Spectrum Break, available on Steam for PC and Mac, is a puzzle platformer for masochists. I mean that as both as a recommendation, and a warning. Deceptively simple mechanics and colourful presentation are the wrapping, but inside the package are dozens of levels, each one more maddening than the one before.
You control a little sprite on a surf board, leaving a trail of sparks on every surface he touches, all against a stylish backdrop of falling stars. The little surfer dude can move left and right, and he can jump. That’s it. Simple right? His goal is simple as well. Each level sees him surrounded by colourful outlines, geometric shapes, of various angles and sizes. When the surfer makes contact with an outline, it becomes solid. If a solid shape hits an outline, the outline becomes solid. Once all the shapes are solid, the level is complete. Still sounds easy?
It isn’t. The physics engine underneath the action is the real star of the show here. True to the real-world Law of Inertia, an object at rest will stay at rest, and an object in motion will stay in motion. The moment your li’l surfer buddy slams into an outline, it careens off, with predictable weight and spin, starting a chain reaction. Sometimes you’ll watch the shapes crash into each other and you’ll receive that glorious LEVEL COMPLETE. And sometimes you’ll watch your best laid plans crumble, as the path you planned to take spirals away, leaving the surfer plummeting to his death. Did I mention that while the shapes act like they’re floating in a vacuum, gravity is very much a factor for the little surfer? Like an industrial band from the ‘90s, Gravity Kills.
Adding another level of complexity to the formula, every jump is essentially a wall jump. What I mean by this is that a jump will always execute in a direction perpendicular to the surface. So as the surfer moves from shape to shape, you have to stay conscious of the spin and trajectory of the shape he’s on. This creates all kinds of situations. For example, I became rather adept at what I called the ‘teeter-totter,’ knocking a long, horizontal rectangle up, then jumping onto one end of it, causing it to spin as it floated up, then using the new angle as a ramp to propel the surfer up to the top of the level and the shapes above.
Making plans like the maneuver described above is the source of all the joy and madness Spectrum Break provides. Completing a level generally consists of, first, a period of trial and error. Try something, fail, try again. Similar to other cruel platformers like Super Meat Boy and Celeste, Spectrum Break quickly gets you right back into the action. Inevitably, you will start to develop a plan, but the challenge lies in the execution. Successful execution brings great joy. But watching a complex strategy crumble into chaos as the shapes tumble off into space will drive you mad. And then you’ll try again.

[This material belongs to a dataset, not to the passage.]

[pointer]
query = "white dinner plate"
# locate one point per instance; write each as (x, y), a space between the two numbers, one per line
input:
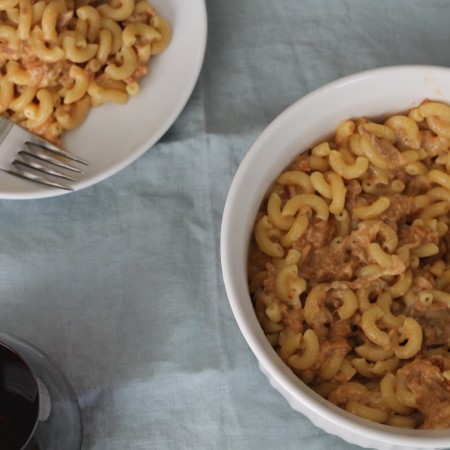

Spectrum Break is designed with speed running in mind. The timers are built right in. Thankfully, there is no fail-state for running long on time, so old men and women like myself can enjoy it at their own pace. But I look forward to seeing what the speed-minded streamers will do with Spectrum Break. Each level has a hidden red square to find as well. Often times, it’s not so much a matter of finding the red square, but figuring out how to trigger it. The red squares are basically secondary goals for completionists and higher level masochists.
Spectrum Break was created solely by Jason Hein, a developer based in Ottawa, Ontario. The soundtrack, which is brilliant, was composed by Chris Curtis from Halifax, Nova Scotia.
Recommended for speedrunners and fans of punishing platformers in the vein of Celeste.